I tried with 8GB for this VM. Sadly, it doesn’t work, because the startup immediately fails with
Boot failed: could not read the boot disk
so I don’t even get to grub
It seems the highest value that works is 3600MB - if I go any higher, it fails. This is suspiciously close to the 3.5GB threshold mentioned in windows gaming HVM guide. But I do have the qemu-stubdom-linux-rootfs patch in place, so that shouldn’t be it.

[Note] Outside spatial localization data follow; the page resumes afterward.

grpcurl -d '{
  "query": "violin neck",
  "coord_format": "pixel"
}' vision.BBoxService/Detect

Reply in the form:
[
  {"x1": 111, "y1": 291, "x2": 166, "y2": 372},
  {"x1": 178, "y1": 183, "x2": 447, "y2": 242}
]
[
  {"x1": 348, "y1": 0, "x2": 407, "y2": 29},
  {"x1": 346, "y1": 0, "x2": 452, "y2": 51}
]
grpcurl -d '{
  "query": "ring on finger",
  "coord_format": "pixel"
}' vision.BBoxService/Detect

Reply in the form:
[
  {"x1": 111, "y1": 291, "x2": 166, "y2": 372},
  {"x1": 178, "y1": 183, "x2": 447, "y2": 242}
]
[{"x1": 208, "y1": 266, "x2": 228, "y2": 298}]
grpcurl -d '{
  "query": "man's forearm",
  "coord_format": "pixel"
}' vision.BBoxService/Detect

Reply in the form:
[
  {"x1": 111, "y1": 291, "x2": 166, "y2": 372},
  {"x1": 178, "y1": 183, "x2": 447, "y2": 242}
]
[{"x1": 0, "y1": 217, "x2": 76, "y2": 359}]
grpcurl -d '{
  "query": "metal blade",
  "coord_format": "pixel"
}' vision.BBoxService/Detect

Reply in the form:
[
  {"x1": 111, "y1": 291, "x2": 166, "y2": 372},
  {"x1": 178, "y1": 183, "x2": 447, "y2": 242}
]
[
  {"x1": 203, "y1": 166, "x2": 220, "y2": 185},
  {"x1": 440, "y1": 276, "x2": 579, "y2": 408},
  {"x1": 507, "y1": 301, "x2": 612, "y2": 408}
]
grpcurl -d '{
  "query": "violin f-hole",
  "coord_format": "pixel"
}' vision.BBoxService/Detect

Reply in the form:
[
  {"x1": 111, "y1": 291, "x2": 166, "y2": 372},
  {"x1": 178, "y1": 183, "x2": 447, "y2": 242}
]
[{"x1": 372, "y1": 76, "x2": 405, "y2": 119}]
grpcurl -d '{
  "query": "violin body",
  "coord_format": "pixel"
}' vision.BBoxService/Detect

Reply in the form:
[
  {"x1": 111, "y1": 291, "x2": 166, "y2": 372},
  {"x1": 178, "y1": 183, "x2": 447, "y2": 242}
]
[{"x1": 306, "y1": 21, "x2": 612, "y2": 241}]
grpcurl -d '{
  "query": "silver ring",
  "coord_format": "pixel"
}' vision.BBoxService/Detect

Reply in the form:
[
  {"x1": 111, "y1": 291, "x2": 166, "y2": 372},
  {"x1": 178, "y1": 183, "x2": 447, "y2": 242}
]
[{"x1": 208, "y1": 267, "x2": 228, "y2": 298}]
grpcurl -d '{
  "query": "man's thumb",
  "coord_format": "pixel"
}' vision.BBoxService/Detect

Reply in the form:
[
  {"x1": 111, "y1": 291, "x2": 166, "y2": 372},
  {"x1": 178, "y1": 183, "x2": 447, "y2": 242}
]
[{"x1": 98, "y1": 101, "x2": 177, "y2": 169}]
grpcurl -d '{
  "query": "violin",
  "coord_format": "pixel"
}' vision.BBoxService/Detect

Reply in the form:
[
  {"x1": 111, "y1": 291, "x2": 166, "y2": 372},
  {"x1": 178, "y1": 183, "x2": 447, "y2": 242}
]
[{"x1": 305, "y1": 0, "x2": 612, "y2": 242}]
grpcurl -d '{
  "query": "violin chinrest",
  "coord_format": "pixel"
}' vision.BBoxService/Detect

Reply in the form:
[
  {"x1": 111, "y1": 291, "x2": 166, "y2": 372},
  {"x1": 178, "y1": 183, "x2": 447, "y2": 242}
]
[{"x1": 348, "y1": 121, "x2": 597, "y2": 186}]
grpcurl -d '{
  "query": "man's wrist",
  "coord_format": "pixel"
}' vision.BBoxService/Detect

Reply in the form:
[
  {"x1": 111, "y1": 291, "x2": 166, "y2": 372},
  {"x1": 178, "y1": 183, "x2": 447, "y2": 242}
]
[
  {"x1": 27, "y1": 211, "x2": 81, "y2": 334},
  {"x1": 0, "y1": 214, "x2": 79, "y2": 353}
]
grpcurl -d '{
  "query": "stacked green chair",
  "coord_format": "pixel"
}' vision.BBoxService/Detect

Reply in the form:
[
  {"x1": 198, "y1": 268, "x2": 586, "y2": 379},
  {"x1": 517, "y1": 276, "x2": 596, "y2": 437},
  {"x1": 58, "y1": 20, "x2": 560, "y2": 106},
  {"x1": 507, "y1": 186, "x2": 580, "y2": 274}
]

I was wondering how come the Windows VM stopped booting at 1299MB and the Linux VM at 3601MB. I mean, it’s almost exactly twice the amount of RAM, that’s a bit suspicious. And I realized I increased the number of cpus for the Linux VM to 4, while Windows used the default 2. Which matches the 2x difference … so I bumped the number of cpus to 10, and the Linux VM booted with 8GB of RAM. I have no idea what’s causing this, though.
Anyway, no change on the GPU front - the MMCONFIG still fails, and the GPU does not work.
And if I try memmap=64M$0x100000000 (which should be usable region per dmesg), the boot fails (even with nokaslr).
For my own issues and tests, I recompiled vmm-xen-stubdom-linux to remove this patch, then modified manually the rootfs. I got different result (if my hardware is not trolling me), could be worth trying.
Yeah, the memory issue is pretty bizarre. It’s a fresh Qubes install so I’m mostly sure haven’t broken anything by messing with it. I’ll try applying the patch, worth a try.
I didn’t have time to try applying the patch, but I noticed a couple interesting thing about the memory limit issue while experimenting with the Windows VM - it only happens when the PCI devices (for the GPU) are attached.
The VM is created with 2GB of RAM, but as soon as I attach the PCI devices, it refuses to boot with more than 1198MB. If I detach the GPU devices, I can start the VM with 8GB of RAM just fine, there’s no issue with it. But as soon as I attach the PCI devices, I start getting
Boot failed: could not read the boot disk
The second interesting thing is the number of CPUs doesn’t seem to make a difference. On the Linux VM increasing the number of CPUs allowed me to use more memory, but on Windows it doesn’t seem to make any difference.
I tried rebuilding the stubdom, but that didn’t make a significant difference - the amount of RAM that I can assign to the VM increased, but only a little bit, from 1198MB to 1298MB. It’s rather suspicious the difference is exactly 100MB …
( I don’t know if it will solve nor help for your issue, but I am having some similar issue on my new hardware, and removing this helped me and changed the behavior )